L'étude ajoute que les stratagèmes utilisées par les trafiquants sont complexes:
"Les trafiquants font de la publicité pour leur entreprise là où les migrants peuvent être facilement atteints, y compris dans les quartiers où vivent les communautés de la diaspora, les camps de réfugiés ou divers réseaux sociaux."
Le trafic peut impliquer, souligne l'étude de cette entité de l'ONU, des stratagèmes complexes, tels que l'organisation de faux mariages ou l'obtention d'emplois fictifs, la contrefaçon de documents de voyage ou la corruption de hauts fonctionnaires. Pour cela, de nombreux réseaux de passeurs s'engagent dans une corruption systématique à de nombreux niveaux.
L'étude explore également les liens entre les passeurs et les migrants et constate que, de manière générale, à petite échelle les trafiquants sont soit liés ethniquement aux territoires où ils opèrent, soit partagent des liens ethniques ou linguistiques avec les migrants. Qui plus est, certains des migrants qui ont réussi à passer clandestinement deviennent eux-mêmes des passeurs.

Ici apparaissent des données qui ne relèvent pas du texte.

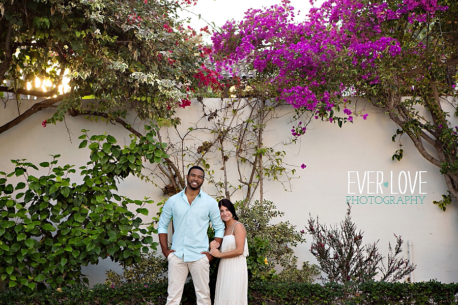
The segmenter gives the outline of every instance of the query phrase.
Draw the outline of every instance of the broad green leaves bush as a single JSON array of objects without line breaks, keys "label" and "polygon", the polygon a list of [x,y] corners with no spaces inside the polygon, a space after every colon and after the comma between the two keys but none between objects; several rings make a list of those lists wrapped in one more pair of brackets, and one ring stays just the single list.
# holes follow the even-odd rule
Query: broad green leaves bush
[{"label": "broad green leaves bush", "polygon": [[[311,282],[317,273],[316,266],[305,263],[302,269],[297,268],[293,248],[305,241],[302,235],[288,221],[270,223],[284,213],[268,200],[255,201],[245,209],[240,221],[247,232],[248,274],[261,280],[279,276],[283,280]],[[279,274],[274,275],[274,268],[277,266],[282,270]]]},{"label": "broad green leaves bush", "polygon": [[[128,265],[156,249],[154,224],[139,217],[148,215],[145,206],[152,201],[116,193],[124,178],[143,177],[142,158],[154,163],[165,156],[154,130],[147,129],[146,137],[124,147],[111,136],[84,133],[80,147],[89,144],[90,161],[79,168],[80,177],[74,166],[58,165],[59,155],[39,168],[12,160],[14,171],[0,172],[0,283],[26,291],[87,283],[81,266],[105,258]],[[14,176],[22,180],[9,183]],[[132,211],[128,205],[137,207]]]}]

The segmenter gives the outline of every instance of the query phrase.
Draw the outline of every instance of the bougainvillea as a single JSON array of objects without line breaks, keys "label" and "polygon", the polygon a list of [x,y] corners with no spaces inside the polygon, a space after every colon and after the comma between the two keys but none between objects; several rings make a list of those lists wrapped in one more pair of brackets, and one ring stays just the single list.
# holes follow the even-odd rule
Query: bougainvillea
[{"label": "bougainvillea", "polygon": [[[272,84],[273,96],[331,121],[344,97],[359,89],[336,77],[337,62],[350,59],[348,69],[356,67],[365,82],[377,83],[379,62],[402,52],[398,38],[382,33],[383,23],[404,17],[411,24],[422,22],[447,8],[435,1],[328,0],[295,22],[289,4],[283,0],[281,5],[251,9],[240,23],[226,23],[213,37],[213,58],[220,69],[245,61]],[[343,120],[352,120],[346,114]]]},{"label": "bougainvillea", "polygon": [[[300,22],[295,14],[283,0],[227,22],[212,38],[219,69],[245,63],[270,98],[340,127],[367,118],[354,103],[371,102],[398,127],[393,141],[406,135],[441,169],[450,195],[436,203],[445,209],[458,198],[458,137],[448,118],[458,109],[441,104],[457,94],[456,2],[326,0]],[[292,133],[300,135],[297,127]]]}]

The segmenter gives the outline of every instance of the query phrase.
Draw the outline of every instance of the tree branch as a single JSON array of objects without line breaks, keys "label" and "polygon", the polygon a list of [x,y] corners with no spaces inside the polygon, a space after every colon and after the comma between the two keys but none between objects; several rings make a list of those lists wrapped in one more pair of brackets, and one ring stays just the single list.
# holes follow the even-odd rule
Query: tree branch
[{"label": "tree branch", "polygon": [[0,77],[2,80],[5,79],[5,74],[8,70],[10,63],[13,58],[13,48],[11,47],[11,35],[13,33],[13,25],[10,24],[7,32],[6,39],[5,42],[5,59],[0,65]]},{"label": "tree branch", "polygon": [[33,114],[34,114],[35,113],[36,113],[40,110],[42,110],[45,108],[47,108],[54,105],[56,103],[61,102],[61,101],[62,101],[62,100],[64,99],[64,98],[69,96],[70,95],[70,93],[68,93],[59,96],[55,98],[52,98],[51,99],[45,100],[43,102],[41,102],[40,103],[35,103],[31,108],[26,110],[23,113],[18,115],[16,118],[11,120],[3,126],[0,127],[0,134],[3,133],[5,131],[8,130],[9,129],[12,128],[14,126],[16,126],[29,116],[32,115]]}]

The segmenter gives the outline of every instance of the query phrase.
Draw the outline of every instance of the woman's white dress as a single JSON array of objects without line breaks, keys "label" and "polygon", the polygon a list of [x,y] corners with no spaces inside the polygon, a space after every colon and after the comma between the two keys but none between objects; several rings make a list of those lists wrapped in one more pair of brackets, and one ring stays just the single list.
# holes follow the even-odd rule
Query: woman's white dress
[{"label": "woman's white dress", "polygon": [[[232,232],[234,232],[233,228]],[[235,249],[235,236],[232,234],[224,236],[220,251],[227,252]],[[245,237],[245,248],[242,255],[220,259],[214,305],[247,305],[246,257],[248,255],[248,243]]]}]

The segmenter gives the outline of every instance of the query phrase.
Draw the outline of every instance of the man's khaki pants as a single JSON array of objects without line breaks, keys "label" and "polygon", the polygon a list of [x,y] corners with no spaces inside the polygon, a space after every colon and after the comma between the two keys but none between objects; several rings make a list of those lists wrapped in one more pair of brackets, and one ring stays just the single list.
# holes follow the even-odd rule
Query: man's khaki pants
[{"label": "man's khaki pants", "polygon": [[168,255],[168,296],[166,305],[179,305],[188,272],[191,272],[197,305],[211,305],[209,272],[210,263],[207,255],[195,262],[185,262],[173,253]]}]

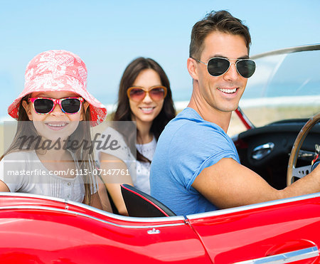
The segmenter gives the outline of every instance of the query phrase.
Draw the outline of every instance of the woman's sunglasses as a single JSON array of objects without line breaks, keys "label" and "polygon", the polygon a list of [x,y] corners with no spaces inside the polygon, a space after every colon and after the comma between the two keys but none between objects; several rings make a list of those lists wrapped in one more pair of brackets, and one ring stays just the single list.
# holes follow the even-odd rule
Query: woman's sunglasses
[{"label": "woman's sunglasses", "polygon": [[59,104],[61,110],[69,115],[78,113],[81,109],[81,104],[84,101],[82,97],[67,97],[53,99],[47,97],[30,97],[29,102],[33,105],[34,110],[40,115],[46,115],[52,111],[56,104]]},{"label": "woman's sunglasses", "polygon": [[255,70],[255,63],[254,60],[245,58],[239,59],[235,63],[232,63],[228,58],[214,57],[211,58],[208,63],[203,63],[201,60],[194,59],[199,63],[202,63],[207,65],[207,70],[209,74],[212,76],[220,76],[225,73],[231,64],[235,64],[238,73],[243,78],[250,78]]},{"label": "woman's sunglasses", "polygon": [[127,95],[134,102],[142,101],[147,93],[154,101],[160,101],[166,96],[166,88],[162,85],[152,86],[149,90],[140,86],[133,86],[127,90]]}]

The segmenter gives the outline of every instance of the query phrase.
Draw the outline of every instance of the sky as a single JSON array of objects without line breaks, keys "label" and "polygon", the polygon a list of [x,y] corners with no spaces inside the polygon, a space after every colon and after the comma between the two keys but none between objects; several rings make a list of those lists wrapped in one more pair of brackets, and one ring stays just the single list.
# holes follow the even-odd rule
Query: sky
[{"label": "sky", "polygon": [[163,67],[175,101],[188,100],[191,28],[211,11],[228,10],[248,26],[250,55],[320,43],[319,0],[0,0],[0,120],[9,117],[8,106],[23,88],[28,61],[48,50],[78,55],[88,69],[89,92],[110,105],[117,102],[124,68],[139,56]]}]

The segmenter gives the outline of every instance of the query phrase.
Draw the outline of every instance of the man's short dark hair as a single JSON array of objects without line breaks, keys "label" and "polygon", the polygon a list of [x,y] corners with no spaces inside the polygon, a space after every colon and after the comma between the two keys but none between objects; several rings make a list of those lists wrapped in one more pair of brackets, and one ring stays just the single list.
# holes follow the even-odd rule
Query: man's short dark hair
[{"label": "man's short dark hair", "polygon": [[242,36],[249,53],[251,44],[249,28],[242,23],[241,20],[234,17],[228,11],[222,10],[208,14],[203,19],[193,26],[189,48],[190,57],[200,59],[204,48],[204,40],[208,34],[213,31]]}]

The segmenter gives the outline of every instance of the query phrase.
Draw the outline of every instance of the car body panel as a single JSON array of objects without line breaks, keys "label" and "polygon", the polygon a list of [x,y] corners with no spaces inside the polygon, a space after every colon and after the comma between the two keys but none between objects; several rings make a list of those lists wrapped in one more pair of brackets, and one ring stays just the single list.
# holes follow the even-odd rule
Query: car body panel
[{"label": "car body panel", "polygon": [[[187,218],[213,263],[233,263],[311,247],[319,249],[319,211],[320,194],[316,194]],[[300,263],[319,263],[316,255]]]},{"label": "car body panel", "polygon": [[48,197],[1,194],[0,259],[12,263],[211,263],[183,217],[139,220]]}]

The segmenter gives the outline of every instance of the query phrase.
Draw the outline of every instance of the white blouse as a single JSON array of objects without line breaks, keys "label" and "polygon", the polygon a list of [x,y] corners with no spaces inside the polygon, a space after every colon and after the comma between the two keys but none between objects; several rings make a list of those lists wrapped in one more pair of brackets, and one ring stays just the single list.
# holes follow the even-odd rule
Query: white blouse
[{"label": "white blouse", "polygon": [[[149,162],[137,161],[135,157],[132,155],[130,149],[125,143],[122,134],[112,127],[108,127],[103,132],[100,138],[103,137],[105,139],[108,136],[111,137],[110,141],[117,140],[120,147],[116,150],[112,150],[110,148],[107,149],[95,149],[95,157],[99,159],[100,153],[103,152],[113,155],[123,161],[128,168],[134,186],[140,191],[150,194],[150,164]],[[156,141],[154,137],[151,142],[143,144],[137,144],[136,147],[142,155],[151,161],[156,150]],[[97,163],[100,166],[100,161],[97,161]]]},{"label": "white blouse", "polygon": [[[49,171],[34,150],[10,153],[0,162],[0,179],[10,191],[41,194],[82,203],[85,186],[81,175],[75,175],[74,178],[55,175],[59,173]],[[96,192],[96,182],[93,185],[93,192]]]}]

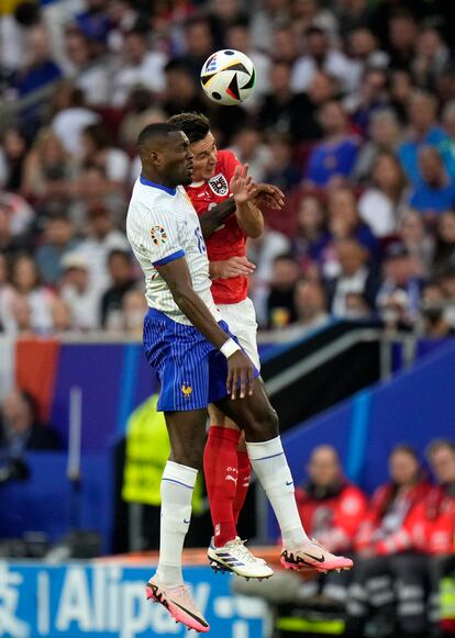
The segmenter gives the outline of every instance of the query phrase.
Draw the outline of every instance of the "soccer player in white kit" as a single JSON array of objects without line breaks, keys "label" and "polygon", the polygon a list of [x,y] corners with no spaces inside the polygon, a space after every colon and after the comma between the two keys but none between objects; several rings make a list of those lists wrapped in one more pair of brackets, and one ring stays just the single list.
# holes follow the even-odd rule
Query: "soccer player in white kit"
[{"label": "soccer player in white kit", "polygon": [[[137,146],[142,175],[134,184],[126,233],[145,276],[149,311],[144,346],[159,376],[158,410],[165,413],[171,447],[162,480],[159,562],[146,594],[177,622],[206,633],[210,626],[182,580],[181,555],[209,403],[244,426],[253,470],[280,526],[284,567],[326,572],[351,569],[353,562],[304,533],[277,415],[256,380],[258,371],[221,321],[211,296],[199,219],[180,186],[191,181],[188,138],[175,125],[151,124],[141,132]],[[240,169],[235,179],[242,179]]]}]

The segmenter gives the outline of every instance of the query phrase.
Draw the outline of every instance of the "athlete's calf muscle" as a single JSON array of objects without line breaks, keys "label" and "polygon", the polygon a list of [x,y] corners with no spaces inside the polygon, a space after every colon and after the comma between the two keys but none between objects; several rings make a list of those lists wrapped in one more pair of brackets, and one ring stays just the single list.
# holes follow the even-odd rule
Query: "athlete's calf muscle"
[{"label": "athlete's calf muscle", "polygon": [[215,405],[232,421],[242,424],[249,443],[269,440],[279,434],[278,415],[259,379],[255,379],[253,394],[235,401],[226,396],[217,401]]}]

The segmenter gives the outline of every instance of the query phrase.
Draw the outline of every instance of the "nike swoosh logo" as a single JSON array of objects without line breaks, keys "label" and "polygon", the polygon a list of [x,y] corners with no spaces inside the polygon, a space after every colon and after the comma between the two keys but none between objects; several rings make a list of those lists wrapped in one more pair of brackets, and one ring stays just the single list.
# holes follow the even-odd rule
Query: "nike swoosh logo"
[{"label": "nike swoosh logo", "polygon": [[307,553],[306,551],[303,551],[304,556],[308,556],[308,558],[312,558],[313,560],[317,560],[318,562],[325,562],[325,556],[321,556],[320,558],[317,556],[312,556],[311,553]]},{"label": "nike swoosh logo", "polygon": [[176,601],[170,601],[173,605],[176,605],[176,607],[180,607],[180,609],[182,612],[185,612],[186,614],[188,614],[188,616],[191,616],[191,618],[195,618],[195,620],[197,620],[198,623],[200,623],[202,625],[202,627],[208,627],[209,624],[206,623],[206,620],[203,620],[202,618],[200,618],[199,616],[197,616],[196,614],[193,614],[192,612],[190,612],[189,609],[187,609],[186,607],[184,607],[184,605],[179,605],[178,603],[176,603]]}]

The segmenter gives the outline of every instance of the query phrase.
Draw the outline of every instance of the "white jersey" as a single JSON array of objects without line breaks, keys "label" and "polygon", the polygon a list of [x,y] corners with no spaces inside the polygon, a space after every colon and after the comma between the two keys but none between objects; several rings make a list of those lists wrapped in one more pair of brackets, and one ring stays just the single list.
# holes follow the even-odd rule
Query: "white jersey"
[{"label": "white jersey", "polygon": [[214,318],[221,321],[210,291],[209,259],[199,217],[182,187],[170,189],[140,177],[127,210],[126,235],[144,271],[149,307],[180,324],[191,325],[155,268],[185,257],[195,291]]}]

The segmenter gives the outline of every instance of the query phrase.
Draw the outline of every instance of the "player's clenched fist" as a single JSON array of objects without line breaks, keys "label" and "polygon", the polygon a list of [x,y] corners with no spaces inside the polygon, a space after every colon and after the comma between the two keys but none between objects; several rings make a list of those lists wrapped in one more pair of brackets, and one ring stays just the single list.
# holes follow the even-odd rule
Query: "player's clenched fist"
[{"label": "player's clenched fist", "polygon": [[254,368],[248,357],[242,350],[235,350],[228,358],[228,381],[226,389],[231,399],[245,399],[247,394],[253,394]]}]

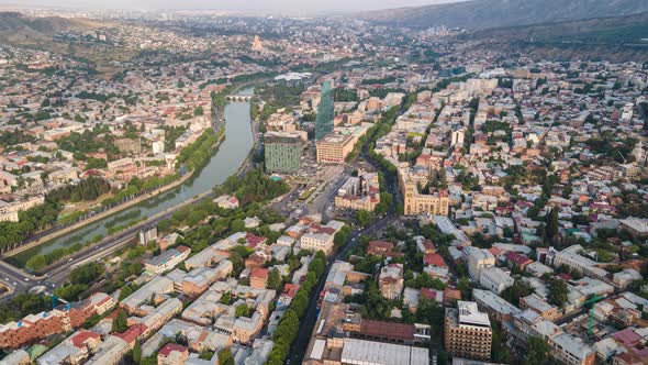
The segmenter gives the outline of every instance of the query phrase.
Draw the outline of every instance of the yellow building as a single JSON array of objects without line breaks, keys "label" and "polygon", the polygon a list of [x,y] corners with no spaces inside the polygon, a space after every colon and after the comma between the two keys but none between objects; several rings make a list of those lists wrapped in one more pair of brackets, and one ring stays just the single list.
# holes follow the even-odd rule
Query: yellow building
[{"label": "yellow building", "polygon": [[416,182],[401,179],[401,186],[404,197],[405,215],[416,215],[420,213],[429,213],[438,215],[448,215],[450,198],[448,191],[439,190],[435,193],[421,193]]},{"label": "yellow building", "polygon": [[336,209],[373,211],[379,202],[380,185],[376,173],[349,177],[335,196]]},{"label": "yellow building", "polygon": [[356,137],[353,134],[329,133],[317,142],[317,163],[343,164],[354,151]]}]

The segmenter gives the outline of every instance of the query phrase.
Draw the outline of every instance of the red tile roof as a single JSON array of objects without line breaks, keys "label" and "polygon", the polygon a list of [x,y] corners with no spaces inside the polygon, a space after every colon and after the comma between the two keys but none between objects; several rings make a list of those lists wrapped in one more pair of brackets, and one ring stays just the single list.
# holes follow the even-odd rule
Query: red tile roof
[{"label": "red tile roof", "polygon": [[137,323],[137,324],[129,328],[126,330],[126,332],[118,333],[115,335],[118,338],[124,340],[126,343],[131,344],[131,343],[135,342],[135,340],[137,340],[142,334],[144,334],[144,332],[146,332],[146,329],[148,329],[148,327],[146,327],[146,324]]},{"label": "red tile roof", "polygon": [[423,264],[426,266],[447,267],[444,257],[437,253],[423,255]]},{"label": "red tile roof", "polygon": [[262,267],[255,267],[249,273],[249,277],[250,278],[257,277],[257,278],[265,279],[265,278],[268,277],[268,269],[267,268],[262,268]]},{"label": "red tile roof", "polygon": [[80,331],[72,338],[72,345],[78,349],[82,349],[86,346],[86,341],[89,339],[99,340],[99,334],[91,332],[91,331]]}]

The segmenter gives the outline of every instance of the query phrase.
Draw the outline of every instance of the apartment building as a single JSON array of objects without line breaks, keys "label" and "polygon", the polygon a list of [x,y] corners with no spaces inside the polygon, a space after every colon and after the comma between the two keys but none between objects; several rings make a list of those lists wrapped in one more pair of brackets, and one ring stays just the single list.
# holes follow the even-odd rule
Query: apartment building
[{"label": "apartment building", "polygon": [[380,294],[391,300],[401,299],[401,292],[403,292],[404,279],[403,279],[403,265],[402,264],[390,264],[380,269],[380,276],[378,277],[378,286]]},{"label": "apartment building", "polygon": [[355,142],[353,134],[326,134],[317,141],[317,163],[343,164],[346,156],[354,151]]},{"label": "apartment building", "polygon": [[448,215],[450,198],[448,191],[438,190],[434,193],[421,193],[414,181],[402,181],[405,215],[421,213]]},{"label": "apartment building", "polygon": [[457,308],[446,309],[446,350],[456,357],[489,361],[492,330],[487,313],[473,301],[458,301]]}]

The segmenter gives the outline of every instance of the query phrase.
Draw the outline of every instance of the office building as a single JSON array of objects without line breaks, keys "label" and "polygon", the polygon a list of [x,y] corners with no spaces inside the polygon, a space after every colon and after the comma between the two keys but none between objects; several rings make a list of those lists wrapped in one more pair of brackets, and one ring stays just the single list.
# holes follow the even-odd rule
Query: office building
[{"label": "office building", "polygon": [[326,80],[322,85],[317,118],[315,119],[315,141],[320,141],[326,134],[333,132],[333,80]]},{"label": "office building", "polygon": [[266,133],[266,170],[268,173],[295,173],[301,158],[301,140],[298,135]]}]

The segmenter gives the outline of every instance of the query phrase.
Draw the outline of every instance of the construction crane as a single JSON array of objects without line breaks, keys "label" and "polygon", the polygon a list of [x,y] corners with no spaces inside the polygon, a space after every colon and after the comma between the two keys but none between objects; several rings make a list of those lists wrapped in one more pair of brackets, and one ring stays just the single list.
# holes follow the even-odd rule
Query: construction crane
[{"label": "construction crane", "polygon": [[588,325],[588,336],[592,336],[592,327],[594,327],[594,305],[601,299],[605,298],[601,296],[593,296],[592,298],[583,302],[583,307],[590,307],[590,323]]}]

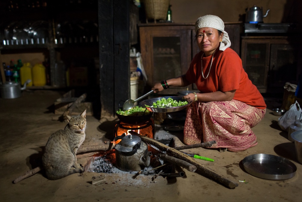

L'étude indique également que les trafiquants font de la publicité pour leur entreprise là où les migrants peuvent être facilement atteints. Cela inclut les quartiers où vivent les communautés de la diaspora, les camps de réfugiés ou divers réseaux sociaux.
Pour prendre une décision, les migrants s'appuient ensuite sur l'opinion de leurs communautés, de leurs proches et de leurs amis, et plus récemment, sur les médias sociaux.
Une approche holistique de la lutte contre le trafic illicite de migrants doit prendre en compte non seulement la géographie du crime, mais aussi ses différents facteurs contributifs.
Rendre les possibilités de migration régulière plus accessibles dans les pays d'origine et les camps de réfugiés, y compris l'expansion des bureaux de migration et d'asile dans les zones d'origine, réduirait les opportunités pour les passeurs.
La lutte contre les réseaux de trafic dans son ensemble exige une coopération régionale et internationale améliorée ainsi que des réponses nationales en matière de justice pénale.
Sensibiliser les communautés d'origine, en particulier dans les camps de réfugiés, aux dangers de la contrebande peut également contribuer à réduire la demande.
La collecte de données, l'analyse et la recherche sur le trafic de migrants n'en sont qu'à leurs débuts. Pour constituer un corpus international solide de connaissances à l'appui de l'élaboration de politiques dans le domaine du trafic de migrants, il est nécessaire d'améliorer les systèmes de collecte de données aux niveaux national, régional et international.